Want to share your content on R-bloggers? click here if you have a blog, or here if you don't.
I had been meaning to start toying with the igraph package for a while. So a few weeks ago (lay off, I’m busy), I decided to grab a bunch of CRAN data about package dependencies. The easiest way that I could think to get this information was to just grab the html files for all the package descriptions and chop through them.
Quick note before I forget: I’m not looking at any base packages.
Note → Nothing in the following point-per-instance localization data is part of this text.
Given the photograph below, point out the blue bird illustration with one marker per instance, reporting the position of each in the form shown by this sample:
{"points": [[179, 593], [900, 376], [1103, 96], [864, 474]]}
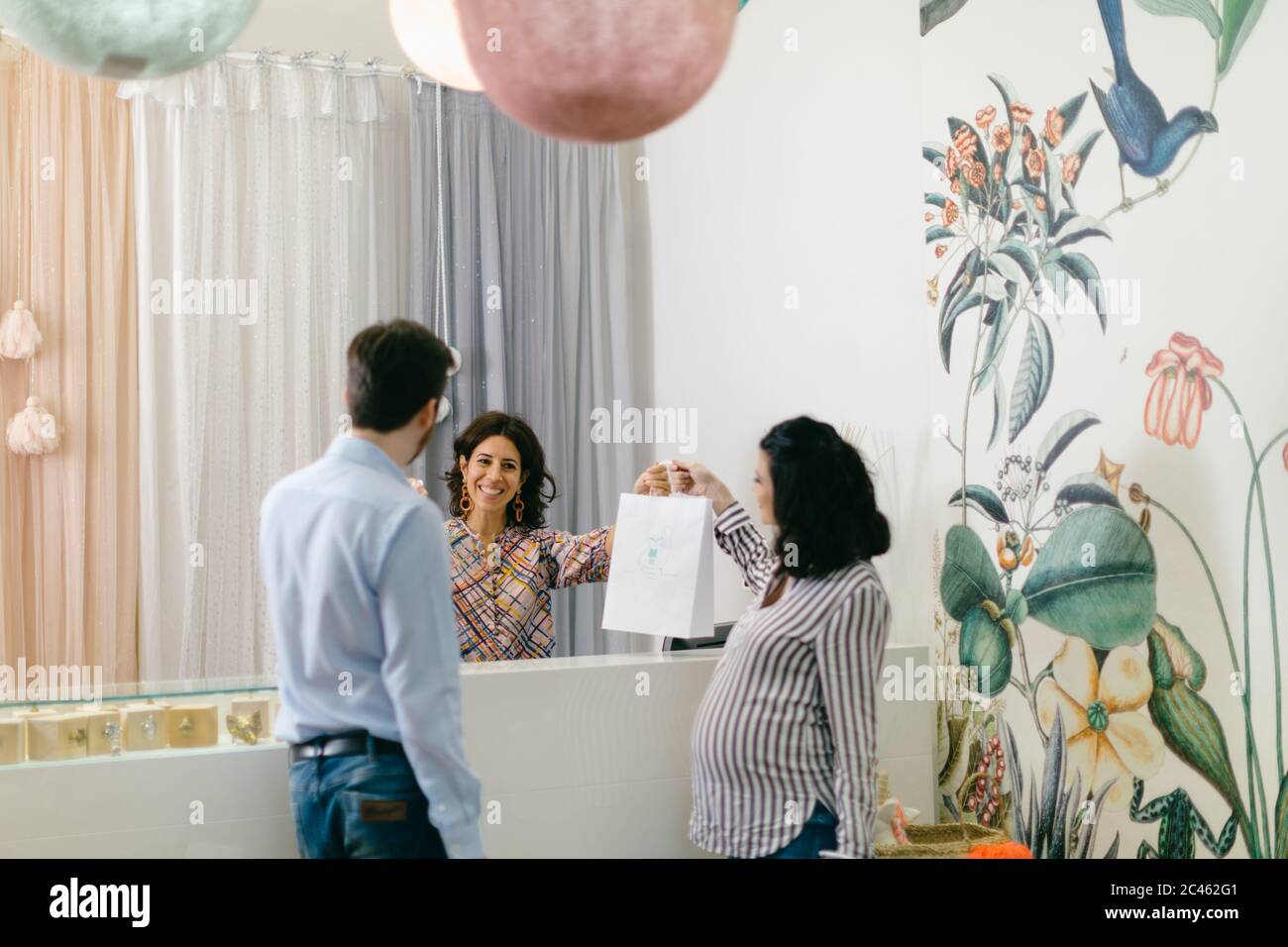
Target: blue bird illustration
{"points": [[1146, 141]]}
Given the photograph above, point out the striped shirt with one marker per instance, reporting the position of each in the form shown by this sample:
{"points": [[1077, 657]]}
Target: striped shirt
{"points": [[789, 718], [501, 592]]}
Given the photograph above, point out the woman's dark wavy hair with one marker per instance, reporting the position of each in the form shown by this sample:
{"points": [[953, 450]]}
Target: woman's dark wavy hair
{"points": [[823, 500], [536, 491]]}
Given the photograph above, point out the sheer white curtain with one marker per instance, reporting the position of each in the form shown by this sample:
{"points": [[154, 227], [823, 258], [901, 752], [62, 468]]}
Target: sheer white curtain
{"points": [[271, 219]]}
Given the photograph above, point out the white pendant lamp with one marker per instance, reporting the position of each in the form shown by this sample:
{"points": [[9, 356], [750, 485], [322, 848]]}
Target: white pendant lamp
{"points": [[128, 39], [429, 33]]}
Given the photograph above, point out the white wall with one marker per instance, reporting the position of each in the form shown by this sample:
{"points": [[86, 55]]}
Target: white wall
{"points": [[799, 169], [327, 26]]}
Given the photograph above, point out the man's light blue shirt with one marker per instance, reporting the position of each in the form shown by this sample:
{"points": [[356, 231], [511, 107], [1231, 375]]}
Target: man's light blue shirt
{"points": [[356, 564]]}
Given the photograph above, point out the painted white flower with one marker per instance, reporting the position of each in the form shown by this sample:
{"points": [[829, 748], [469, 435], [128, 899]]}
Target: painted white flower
{"points": [[1107, 733]]}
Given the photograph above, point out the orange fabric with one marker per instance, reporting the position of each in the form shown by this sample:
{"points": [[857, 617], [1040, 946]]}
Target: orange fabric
{"points": [[69, 521], [1003, 849]]}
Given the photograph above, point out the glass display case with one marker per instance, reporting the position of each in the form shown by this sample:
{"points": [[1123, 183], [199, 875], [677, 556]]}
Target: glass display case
{"points": [[128, 719]]}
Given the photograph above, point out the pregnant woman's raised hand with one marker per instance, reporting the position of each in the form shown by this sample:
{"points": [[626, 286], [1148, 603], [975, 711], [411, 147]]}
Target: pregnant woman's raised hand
{"points": [[697, 479]]}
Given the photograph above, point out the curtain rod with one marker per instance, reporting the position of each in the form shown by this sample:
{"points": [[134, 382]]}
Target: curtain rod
{"points": [[309, 59]]}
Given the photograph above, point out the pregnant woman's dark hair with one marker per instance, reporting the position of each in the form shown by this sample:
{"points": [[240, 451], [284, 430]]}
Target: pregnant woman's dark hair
{"points": [[824, 502]]}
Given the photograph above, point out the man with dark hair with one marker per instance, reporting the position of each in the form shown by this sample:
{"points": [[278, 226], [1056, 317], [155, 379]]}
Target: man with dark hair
{"points": [[359, 587]]}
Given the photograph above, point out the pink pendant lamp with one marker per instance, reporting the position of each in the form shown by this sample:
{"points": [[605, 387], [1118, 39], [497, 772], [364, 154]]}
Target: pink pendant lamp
{"points": [[596, 69]]}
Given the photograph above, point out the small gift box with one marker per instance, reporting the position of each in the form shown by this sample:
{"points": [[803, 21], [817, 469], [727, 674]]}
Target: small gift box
{"points": [[250, 720], [56, 736], [193, 724], [13, 740], [104, 729], [143, 725]]}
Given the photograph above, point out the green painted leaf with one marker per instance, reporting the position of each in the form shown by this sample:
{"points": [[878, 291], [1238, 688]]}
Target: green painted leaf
{"points": [[999, 410], [1198, 9], [995, 348], [1095, 579], [1063, 434], [1282, 819], [967, 269], [1006, 265], [1052, 781], [1087, 488], [1069, 111], [1192, 731], [1080, 227], [1017, 607], [983, 500], [986, 650], [969, 577], [1175, 657], [1031, 376], [1239, 17], [1019, 252]]}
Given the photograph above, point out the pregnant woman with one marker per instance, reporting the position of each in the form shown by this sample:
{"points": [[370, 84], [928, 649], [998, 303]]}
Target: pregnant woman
{"points": [[785, 740], [505, 561]]}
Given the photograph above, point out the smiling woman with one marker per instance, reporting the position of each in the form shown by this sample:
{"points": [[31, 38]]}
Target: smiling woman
{"points": [[505, 561]]}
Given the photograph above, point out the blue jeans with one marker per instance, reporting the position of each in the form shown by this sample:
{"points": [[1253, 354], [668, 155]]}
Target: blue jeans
{"points": [[816, 835], [365, 805]]}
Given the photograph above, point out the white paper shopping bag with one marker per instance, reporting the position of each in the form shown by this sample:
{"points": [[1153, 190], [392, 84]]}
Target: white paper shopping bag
{"points": [[661, 578]]}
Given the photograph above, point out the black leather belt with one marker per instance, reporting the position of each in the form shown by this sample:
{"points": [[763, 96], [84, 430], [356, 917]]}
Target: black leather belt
{"points": [[342, 745]]}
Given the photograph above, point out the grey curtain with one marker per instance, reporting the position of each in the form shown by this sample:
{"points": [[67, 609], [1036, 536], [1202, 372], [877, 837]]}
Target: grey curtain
{"points": [[544, 273]]}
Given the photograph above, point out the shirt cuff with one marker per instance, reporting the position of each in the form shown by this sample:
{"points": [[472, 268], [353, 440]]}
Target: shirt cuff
{"points": [[463, 840]]}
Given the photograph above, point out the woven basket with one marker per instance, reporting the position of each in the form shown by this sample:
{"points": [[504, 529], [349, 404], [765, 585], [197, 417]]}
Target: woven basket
{"points": [[949, 840]]}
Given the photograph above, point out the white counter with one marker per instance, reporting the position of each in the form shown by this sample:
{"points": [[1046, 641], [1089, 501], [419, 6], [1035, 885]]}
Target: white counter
{"points": [[584, 757]]}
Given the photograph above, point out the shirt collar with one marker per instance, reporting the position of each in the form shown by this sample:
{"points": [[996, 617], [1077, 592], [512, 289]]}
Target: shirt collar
{"points": [[359, 451]]}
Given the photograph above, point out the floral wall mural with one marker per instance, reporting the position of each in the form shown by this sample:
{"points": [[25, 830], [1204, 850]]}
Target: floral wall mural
{"points": [[1094, 287]]}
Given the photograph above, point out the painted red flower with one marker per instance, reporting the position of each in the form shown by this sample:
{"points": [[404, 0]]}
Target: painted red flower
{"points": [[1069, 167], [1034, 163], [1028, 141], [1181, 393], [1054, 131]]}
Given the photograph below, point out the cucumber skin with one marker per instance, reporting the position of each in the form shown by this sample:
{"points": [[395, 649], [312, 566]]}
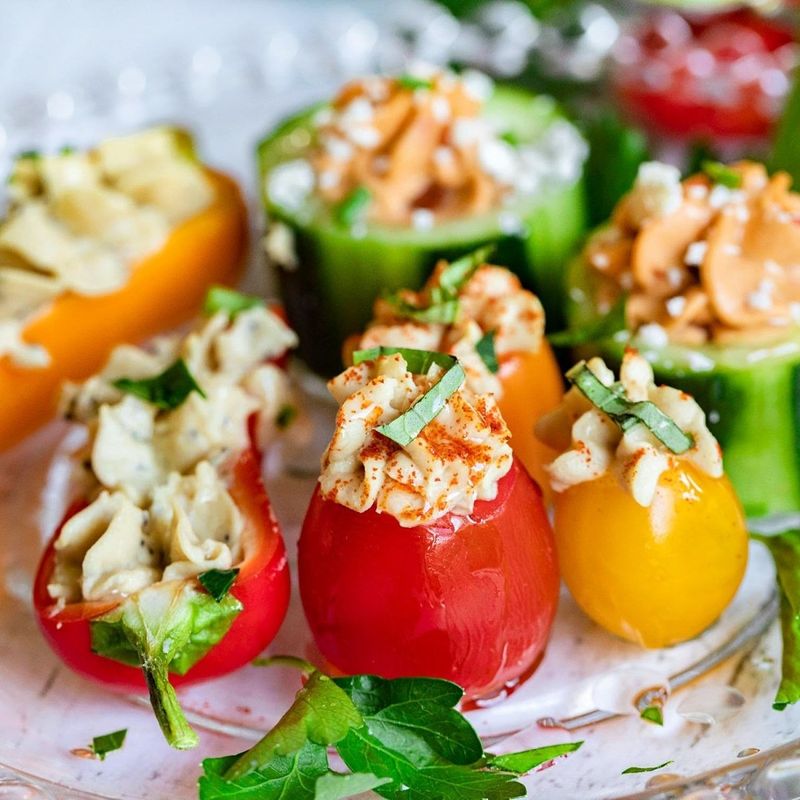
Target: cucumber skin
{"points": [[758, 408], [329, 296]]}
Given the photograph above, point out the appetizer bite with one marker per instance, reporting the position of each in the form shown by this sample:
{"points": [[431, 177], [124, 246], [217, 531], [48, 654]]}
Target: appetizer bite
{"points": [[169, 567], [368, 192], [707, 270], [480, 314], [651, 537], [426, 549], [100, 248]]}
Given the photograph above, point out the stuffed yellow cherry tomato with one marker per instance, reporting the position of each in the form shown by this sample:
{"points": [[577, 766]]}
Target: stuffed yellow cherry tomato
{"points": [[481, 314], [651, 537]]}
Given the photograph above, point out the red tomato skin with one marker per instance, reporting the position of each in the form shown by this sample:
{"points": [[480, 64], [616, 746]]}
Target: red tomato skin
{"points": [[470, 599], [262, 586]]}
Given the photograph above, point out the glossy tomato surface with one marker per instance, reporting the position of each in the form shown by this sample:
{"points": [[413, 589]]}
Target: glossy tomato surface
{"points": [[656, 575], [262, 586], [719, 77], [470, 599]]}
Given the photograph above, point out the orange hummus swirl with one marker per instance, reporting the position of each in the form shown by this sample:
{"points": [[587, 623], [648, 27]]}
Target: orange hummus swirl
{"points": [[701, 261]]}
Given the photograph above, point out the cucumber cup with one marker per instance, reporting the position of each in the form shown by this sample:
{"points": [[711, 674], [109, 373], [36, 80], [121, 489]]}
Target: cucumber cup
{"points": [[751, 396], [331, 271]]}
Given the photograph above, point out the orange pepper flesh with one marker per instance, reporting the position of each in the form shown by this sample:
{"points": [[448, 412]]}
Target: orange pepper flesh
{"points": [[532, 385], [164, 289], [657, 575]]}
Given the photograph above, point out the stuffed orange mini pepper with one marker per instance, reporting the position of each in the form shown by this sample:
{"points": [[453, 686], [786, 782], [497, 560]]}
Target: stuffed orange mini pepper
{"points": [[651, 537], [103, 247], [481, 315]]}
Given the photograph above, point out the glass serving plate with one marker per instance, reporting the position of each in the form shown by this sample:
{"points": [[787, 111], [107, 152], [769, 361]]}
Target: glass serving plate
{"points": [[230, 77]]}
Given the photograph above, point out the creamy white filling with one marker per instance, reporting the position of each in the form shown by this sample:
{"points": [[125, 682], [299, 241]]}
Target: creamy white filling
{"points": [[592, 444], [457, 459], [80, 221], [162, 510]]}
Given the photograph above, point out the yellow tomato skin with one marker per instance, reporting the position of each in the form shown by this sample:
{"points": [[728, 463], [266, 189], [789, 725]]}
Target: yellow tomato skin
{"points": [[532, 385], [657, 575]]}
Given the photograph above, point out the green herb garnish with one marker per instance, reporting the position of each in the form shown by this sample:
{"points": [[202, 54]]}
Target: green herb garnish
{"points": [[510, 138], [167, 390], [595, 331], [108, 743], [286, 416], [398, 737], [484, 347], [443, 303], [417, 361], [722, 174], [405, 428], [635, 770], [353, 207], [611, 400], [412, 82], [653, 714], [785, 550], [455, 275], [222, 298], [218, 582], [442, 309]]}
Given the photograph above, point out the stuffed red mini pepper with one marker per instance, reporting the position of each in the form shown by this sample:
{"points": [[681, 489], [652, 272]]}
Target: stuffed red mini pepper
{"points": [[170, 567], [426, 549]]}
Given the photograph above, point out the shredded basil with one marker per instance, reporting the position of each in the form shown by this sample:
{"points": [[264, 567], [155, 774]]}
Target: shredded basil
{"points": [[455, 275], [484, 347], [353, 207], [222, 298], [409, 425], [218, 582], [722, 174], [108, 743], [636, 770], [412, 82], [167, 390], [611, 400], [417, 361]]}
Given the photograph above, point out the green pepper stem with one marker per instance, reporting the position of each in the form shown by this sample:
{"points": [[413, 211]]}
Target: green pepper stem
{"points": [[168, 711]]}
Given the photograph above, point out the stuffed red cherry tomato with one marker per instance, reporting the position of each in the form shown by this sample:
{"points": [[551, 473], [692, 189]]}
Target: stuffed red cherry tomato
{"points": [[481, 314], [720, 77], [171, 569], [404, 569]]}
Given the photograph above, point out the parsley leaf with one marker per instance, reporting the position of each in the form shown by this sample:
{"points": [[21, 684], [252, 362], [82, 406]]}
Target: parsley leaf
{"points": [[722, 174], [167, 390], [413, 82], [785, 550], [609, 324], [222, 298], [353, 207], [218, 582], [484, 347], [108, 743], [337, 786], [636, 770], [402, 738], [613, 402], [653, 714]]}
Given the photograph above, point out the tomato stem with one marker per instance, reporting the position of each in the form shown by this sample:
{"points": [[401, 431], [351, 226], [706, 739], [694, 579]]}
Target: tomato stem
{"points": [[168, 711]]}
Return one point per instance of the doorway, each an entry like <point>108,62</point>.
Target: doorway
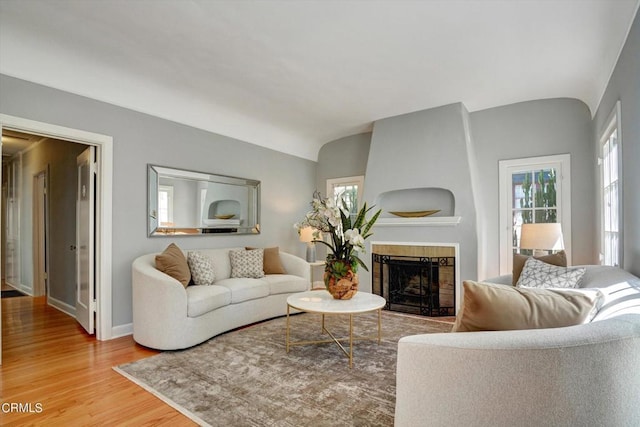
<point>40,234</point>
<point>104,153</point>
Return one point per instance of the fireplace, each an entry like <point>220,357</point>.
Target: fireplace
<point>418,284</point>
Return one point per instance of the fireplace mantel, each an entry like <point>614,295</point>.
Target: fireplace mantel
<point>434,221</point>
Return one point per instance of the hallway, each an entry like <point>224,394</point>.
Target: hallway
<point>65,375</point>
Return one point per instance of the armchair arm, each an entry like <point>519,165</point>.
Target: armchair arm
<point>578,375</point>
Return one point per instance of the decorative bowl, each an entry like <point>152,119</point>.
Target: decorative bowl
<point>415,214</point>
<point>226,216</point>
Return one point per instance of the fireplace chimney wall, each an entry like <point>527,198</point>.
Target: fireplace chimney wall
<point>426,149</point>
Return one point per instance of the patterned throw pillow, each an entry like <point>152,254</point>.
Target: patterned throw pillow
<point>201,269</point>
<point>538,274</point>
<point>247,263</point>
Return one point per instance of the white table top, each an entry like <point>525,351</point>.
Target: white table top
<point>322,302</point>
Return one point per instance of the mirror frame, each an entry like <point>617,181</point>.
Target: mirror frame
<point>155,172</point>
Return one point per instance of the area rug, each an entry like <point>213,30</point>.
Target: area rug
<point>246,377</point>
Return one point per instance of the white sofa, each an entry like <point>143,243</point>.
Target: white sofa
<point>586,375</point>
<point>168,316</point>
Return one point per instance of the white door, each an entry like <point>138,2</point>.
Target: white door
<point>85,215</point>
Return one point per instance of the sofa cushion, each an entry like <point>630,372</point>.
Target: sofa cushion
<point>172,262</point>
<point>247,263</point>
<point>201,268</point>
<point>272,264</point>
<point>493,307</point>
<point>285,283</point>
<point>538,274</point>
<point>203,299</point>
<point>244,289</point>
<point>559,259</point>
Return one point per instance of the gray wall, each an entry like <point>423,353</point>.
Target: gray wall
<point>341,158</point>
<point>421,150</point>
<point>529,129</point>
<point>140,139</point>
<point>624,85</point>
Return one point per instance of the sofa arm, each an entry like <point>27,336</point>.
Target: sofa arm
<point>159,305</point>
<point>579,375</point>
<point>295,266</point>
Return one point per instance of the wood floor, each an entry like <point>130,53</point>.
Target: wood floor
<point>64,376</point>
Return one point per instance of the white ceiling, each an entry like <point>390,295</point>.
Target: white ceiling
<point>293,75</point>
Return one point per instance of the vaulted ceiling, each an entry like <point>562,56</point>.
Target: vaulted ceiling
<point>293,75</point>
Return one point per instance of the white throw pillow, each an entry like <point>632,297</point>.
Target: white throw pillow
<point>538,274</point>
<point>201,268</point>
<point>247,263</point>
Only packages in the CRAN in the pictures to follow.
Much of this information can be gathered from installed.packages(), assuming of course you have every package installed (and if you’re on Windows, that’s impossible). This also requires you to download gigabytes of data, rather than my method which yanks about 60mb of html.
I’ll get to just how I scraped the data in a bit, but first, the pictures. If you are interested in the igraph package, you should really stop tooling around dumb boring blogs like this one and read the documentation, because it is a real gem. This is the gold standard for all aspiring R package developers out there.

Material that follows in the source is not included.